Lorsque nous leur avons demandé sur quelles bases et à partir de quelles expérimentations cette mesure avait été décidée, nous n’avons obtenu, dans un premier temps, aucune réponse ! Et c’est ainsi que, grâce à l’appui du président Larcher, du président de la commission des lois, du président de la commission de l’aménagement du territoire et du développement durable, il a été décidé, au Sénat, dont on ne peut mettre en doute ni la sagesse ni le sérieux et dont le rôle est aussi de contrôler le Gouvernement, de constituer un groupe de travail sur le sujet.
Nous nous sommes mis au travail. Aux premières questions que nous avons posées, nous avons eu beaucoup de mal à obtenir des réponses. Ce fut le cas pour cette fameuse étude du Centre d’études et d’expertise sur les risques, l’environnement, la mobilité et l’aménagement, ou CEREMA. Les choses furent encore beaucoup plus difficiles quand nous avons abordé l’étude de l’accidentalité.
Nos conclusions ont toutefois été assez claires : si personne ne détient la vérité, pas plus en matière de sécurité routière que dans d’autres domaines, la limitation de la vitesse à 80 kilomètres par heure constitue un seuil psychologique inacceptable. De plus, les 400 000 kilomètres de routes secondaires concernés se trouvent dans des départements qui, l’un après l’autre, se sont vu refuser des mises à deux fois deux voies de routes.
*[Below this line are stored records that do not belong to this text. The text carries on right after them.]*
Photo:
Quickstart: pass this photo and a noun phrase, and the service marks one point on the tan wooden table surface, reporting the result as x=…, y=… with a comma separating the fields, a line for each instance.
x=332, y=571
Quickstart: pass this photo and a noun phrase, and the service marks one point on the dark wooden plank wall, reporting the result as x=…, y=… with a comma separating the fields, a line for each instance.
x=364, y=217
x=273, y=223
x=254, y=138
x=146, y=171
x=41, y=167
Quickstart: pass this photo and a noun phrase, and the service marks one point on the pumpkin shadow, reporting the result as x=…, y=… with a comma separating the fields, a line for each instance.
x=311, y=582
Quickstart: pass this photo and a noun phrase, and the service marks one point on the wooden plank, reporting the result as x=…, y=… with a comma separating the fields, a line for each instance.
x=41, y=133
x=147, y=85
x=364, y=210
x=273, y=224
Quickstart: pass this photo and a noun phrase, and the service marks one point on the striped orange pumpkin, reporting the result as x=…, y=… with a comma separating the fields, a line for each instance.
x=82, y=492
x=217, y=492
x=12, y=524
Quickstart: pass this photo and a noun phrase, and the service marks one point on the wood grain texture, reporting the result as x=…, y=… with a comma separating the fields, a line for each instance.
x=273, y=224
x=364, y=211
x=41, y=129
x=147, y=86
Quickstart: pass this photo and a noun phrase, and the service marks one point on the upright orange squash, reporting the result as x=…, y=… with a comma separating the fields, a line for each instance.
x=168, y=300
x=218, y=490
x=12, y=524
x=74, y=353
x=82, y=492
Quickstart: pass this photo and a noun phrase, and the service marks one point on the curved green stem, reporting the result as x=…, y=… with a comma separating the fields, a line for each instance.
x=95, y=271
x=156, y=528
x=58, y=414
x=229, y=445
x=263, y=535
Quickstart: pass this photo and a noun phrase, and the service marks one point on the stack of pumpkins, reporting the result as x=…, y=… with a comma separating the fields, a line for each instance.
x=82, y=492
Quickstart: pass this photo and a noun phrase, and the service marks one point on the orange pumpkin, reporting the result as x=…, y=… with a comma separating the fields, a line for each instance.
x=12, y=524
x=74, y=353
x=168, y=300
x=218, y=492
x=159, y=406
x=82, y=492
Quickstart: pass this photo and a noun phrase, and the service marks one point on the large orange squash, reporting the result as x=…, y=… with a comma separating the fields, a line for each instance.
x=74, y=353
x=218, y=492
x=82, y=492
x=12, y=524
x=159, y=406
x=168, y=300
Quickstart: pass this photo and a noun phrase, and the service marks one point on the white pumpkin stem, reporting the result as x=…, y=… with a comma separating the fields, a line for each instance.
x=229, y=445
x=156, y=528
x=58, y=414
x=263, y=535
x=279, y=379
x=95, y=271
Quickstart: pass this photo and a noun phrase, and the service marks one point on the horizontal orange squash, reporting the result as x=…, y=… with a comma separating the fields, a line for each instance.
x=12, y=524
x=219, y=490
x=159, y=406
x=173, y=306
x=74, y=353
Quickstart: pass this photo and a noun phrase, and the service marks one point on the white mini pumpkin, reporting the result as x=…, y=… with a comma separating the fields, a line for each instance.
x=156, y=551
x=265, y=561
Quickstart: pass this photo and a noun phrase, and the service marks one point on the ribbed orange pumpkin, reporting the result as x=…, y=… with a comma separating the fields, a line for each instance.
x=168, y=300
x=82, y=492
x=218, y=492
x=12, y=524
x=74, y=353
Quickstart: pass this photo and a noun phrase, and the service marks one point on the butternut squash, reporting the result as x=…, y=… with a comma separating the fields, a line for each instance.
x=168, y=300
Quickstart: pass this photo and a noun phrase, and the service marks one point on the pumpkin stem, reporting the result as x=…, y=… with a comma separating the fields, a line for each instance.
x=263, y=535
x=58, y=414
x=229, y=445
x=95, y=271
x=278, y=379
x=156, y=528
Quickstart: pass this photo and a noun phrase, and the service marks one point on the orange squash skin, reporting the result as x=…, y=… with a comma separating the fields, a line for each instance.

Récemment d’ailleurs, la Cour des comptes a souligné les lenteurs excessives de l’État à propos d’une route à deux fois deux voies ; celle-ci était située, me semble-t-il, en Saône-et-Loire, mais on pourrait citer des exemples dans beaucoup d’autres départements.
Or si le Gouvernement avait vraiment envie de réduire le nombre de morts, puisqu’il nous explique que celles-ci sont beaucoup moins nombreuses sur les routes à deux fois deux voies, il fallait commencer par cela ! Surtout qu’il récolte 2 milliards d’euros grâce aux PV ! Quand même peut-être y a-t-il moyen de faire un peu plus !
Certes, je le répète, personne n’est sûr de détenir la vérité, mais il faut se poser de nombreuses questions quand on sait que, comme vient de le souligner mon collègue, 76 % des Français sont opposés à cette mesure. Ce pourcentage englobe des gens des villes et des gens des champs. L’Assemblée des départements de France, l’ADF, dont nous avons auditionné les représentants, lesquels adhèrent à la conclusion que va développer ma collègue Michèle Vullien, est également opposée à cette mesure.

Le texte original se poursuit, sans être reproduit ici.